One of the final acts of the outgoing President Obama was the setting of the 2017 budget for the US Department of Defense in which he expanded the use of the controversial Magnitsky Act. In 2012 the US Congress passed the Act, which imposed sanctions on a number of Russian citizens implicated in the death of anti-corruption lawyer Sergei Magnitsky, which at the time sent US and Russian relations to a new post-Cold War low.
In December 2016, the US Congress passed the Global Magnitsky Human Rights Accountability Act which gives the US Government the authority to deny US visas and freeze the US assets of anyone who has committed ‘gross violations of human rights’ against anti-corruption activists or human rights defenders around the world. The law also applies to those deemed responsible for corruption and embezzlement, amongst other crimes.
In addition, human rights violators may soon face having their assets frozen in the UK, as MPs will be voting on proposals similar to the Act when they consider an amendment to the Criminal Finances Bill, which aims to strengthen the UK’s anti-money laundering and counter-terrorist finance legislative framework. The amendment has already attracted deep, multi-political party and cross-stakeholder support. Should the amendment be passed, it would enable the UK Government and private parties to apply to the UK High Court for the UK assets of individuals involved in or profiting from human rights abuses around the world to be frozen.

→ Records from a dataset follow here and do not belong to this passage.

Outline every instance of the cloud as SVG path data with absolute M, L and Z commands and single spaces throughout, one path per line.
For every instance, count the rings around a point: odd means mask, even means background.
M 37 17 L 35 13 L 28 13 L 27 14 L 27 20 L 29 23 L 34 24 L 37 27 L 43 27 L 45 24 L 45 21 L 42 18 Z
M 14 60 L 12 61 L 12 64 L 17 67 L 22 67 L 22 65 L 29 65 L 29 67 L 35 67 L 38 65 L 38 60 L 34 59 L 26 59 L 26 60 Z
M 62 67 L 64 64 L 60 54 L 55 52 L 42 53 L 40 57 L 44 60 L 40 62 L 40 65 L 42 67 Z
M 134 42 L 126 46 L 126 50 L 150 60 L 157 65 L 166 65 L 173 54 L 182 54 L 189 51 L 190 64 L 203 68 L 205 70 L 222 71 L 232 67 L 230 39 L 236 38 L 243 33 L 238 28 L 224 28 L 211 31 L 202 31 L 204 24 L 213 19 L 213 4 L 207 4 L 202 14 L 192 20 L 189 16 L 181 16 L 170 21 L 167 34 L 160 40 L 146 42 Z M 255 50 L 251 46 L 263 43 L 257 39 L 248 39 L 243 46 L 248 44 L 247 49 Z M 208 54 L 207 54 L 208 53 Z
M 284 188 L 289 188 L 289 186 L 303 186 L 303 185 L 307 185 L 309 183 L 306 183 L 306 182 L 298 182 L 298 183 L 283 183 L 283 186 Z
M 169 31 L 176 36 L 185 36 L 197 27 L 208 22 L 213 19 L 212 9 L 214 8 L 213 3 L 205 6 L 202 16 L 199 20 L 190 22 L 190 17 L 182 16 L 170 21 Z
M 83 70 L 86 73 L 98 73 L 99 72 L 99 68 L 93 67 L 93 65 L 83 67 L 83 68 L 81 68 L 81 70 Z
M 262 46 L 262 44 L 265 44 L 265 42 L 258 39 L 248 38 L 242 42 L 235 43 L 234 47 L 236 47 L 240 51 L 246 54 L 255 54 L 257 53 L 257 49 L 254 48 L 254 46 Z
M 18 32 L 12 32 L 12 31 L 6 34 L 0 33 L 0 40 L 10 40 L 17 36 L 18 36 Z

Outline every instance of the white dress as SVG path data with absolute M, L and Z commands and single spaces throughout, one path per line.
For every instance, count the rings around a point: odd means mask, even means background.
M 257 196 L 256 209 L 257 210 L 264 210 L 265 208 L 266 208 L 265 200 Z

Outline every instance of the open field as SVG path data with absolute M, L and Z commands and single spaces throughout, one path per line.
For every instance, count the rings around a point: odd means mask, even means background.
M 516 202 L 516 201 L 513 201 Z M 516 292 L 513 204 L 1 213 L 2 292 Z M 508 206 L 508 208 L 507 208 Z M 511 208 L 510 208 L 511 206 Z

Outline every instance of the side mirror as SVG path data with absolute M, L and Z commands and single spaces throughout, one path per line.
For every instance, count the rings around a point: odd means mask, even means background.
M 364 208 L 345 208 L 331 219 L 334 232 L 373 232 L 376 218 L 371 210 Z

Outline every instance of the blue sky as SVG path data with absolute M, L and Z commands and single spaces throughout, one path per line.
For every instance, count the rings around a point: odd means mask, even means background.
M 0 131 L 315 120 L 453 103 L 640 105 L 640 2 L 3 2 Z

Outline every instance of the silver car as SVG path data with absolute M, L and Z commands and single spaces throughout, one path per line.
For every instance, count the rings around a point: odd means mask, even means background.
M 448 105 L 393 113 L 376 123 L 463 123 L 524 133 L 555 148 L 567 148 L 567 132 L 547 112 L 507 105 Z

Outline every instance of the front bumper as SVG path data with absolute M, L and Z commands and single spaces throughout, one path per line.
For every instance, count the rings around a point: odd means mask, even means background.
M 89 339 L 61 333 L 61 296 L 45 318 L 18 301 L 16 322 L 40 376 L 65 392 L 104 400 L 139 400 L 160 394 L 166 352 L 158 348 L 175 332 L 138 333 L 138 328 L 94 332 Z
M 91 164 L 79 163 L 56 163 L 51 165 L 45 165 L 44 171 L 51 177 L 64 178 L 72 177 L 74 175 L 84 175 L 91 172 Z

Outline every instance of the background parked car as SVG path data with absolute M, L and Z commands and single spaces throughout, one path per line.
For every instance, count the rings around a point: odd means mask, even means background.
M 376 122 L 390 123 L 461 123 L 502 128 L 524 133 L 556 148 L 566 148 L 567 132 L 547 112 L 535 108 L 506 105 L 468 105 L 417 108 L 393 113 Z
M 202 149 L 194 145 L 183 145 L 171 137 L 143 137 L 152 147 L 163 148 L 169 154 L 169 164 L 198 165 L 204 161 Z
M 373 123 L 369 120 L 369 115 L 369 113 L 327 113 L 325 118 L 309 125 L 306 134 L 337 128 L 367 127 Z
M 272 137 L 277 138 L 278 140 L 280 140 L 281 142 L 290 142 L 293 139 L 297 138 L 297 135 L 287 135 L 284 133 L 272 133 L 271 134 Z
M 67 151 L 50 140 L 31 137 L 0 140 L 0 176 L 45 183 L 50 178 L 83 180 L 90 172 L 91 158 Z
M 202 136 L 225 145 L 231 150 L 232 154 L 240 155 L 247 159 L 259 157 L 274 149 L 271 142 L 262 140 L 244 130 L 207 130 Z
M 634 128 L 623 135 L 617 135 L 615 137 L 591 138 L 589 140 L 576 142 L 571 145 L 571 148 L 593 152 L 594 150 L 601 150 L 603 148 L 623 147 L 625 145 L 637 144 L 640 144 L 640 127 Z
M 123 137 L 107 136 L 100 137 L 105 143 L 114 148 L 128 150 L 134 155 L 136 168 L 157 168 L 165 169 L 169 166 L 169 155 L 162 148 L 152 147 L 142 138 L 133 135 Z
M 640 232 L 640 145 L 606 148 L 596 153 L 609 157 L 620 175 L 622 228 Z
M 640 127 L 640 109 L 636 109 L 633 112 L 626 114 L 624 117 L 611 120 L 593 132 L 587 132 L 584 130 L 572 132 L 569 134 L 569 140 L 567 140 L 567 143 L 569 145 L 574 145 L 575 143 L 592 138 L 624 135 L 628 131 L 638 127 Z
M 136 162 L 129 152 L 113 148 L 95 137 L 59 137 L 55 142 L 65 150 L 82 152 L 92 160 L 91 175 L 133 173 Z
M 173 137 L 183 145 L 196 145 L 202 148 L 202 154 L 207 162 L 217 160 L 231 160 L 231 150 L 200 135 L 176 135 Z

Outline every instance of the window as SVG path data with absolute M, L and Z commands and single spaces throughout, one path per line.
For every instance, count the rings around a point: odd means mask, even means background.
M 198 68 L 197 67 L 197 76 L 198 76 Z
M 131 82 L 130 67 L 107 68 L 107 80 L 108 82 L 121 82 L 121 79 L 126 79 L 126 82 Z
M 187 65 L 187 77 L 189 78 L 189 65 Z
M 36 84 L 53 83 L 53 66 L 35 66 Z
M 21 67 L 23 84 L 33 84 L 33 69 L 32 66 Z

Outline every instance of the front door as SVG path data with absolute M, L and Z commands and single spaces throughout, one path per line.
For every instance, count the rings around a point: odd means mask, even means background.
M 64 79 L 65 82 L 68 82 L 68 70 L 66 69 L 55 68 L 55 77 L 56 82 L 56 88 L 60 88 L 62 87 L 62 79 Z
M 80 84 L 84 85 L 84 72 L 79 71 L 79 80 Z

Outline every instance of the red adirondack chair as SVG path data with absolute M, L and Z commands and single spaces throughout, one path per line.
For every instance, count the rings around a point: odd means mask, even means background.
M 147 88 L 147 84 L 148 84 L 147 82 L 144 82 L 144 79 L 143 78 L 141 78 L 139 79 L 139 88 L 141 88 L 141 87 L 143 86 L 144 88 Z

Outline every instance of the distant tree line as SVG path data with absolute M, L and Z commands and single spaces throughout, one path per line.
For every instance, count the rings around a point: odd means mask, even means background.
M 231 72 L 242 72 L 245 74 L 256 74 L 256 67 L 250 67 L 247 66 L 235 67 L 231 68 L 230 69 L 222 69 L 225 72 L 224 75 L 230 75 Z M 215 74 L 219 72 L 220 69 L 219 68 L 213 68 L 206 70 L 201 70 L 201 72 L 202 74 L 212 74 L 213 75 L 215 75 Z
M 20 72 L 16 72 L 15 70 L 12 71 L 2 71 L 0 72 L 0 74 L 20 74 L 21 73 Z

That includes individuals who have targeted say whistle blowers, journalists or human rights activists after they discovered human rights corruption.
Dominic Raab, the Conservative MP who tabled the amendment, is on record as stating that the proposal would prevent Britain from being a ‘safe place for despots and dictators’ to hide their money. In a July 2016 report, the Commons home affairs committee estimated that more than £100 billion is laundered through the UK every year.
A new Global Magnitsky law is also being considered in Canada.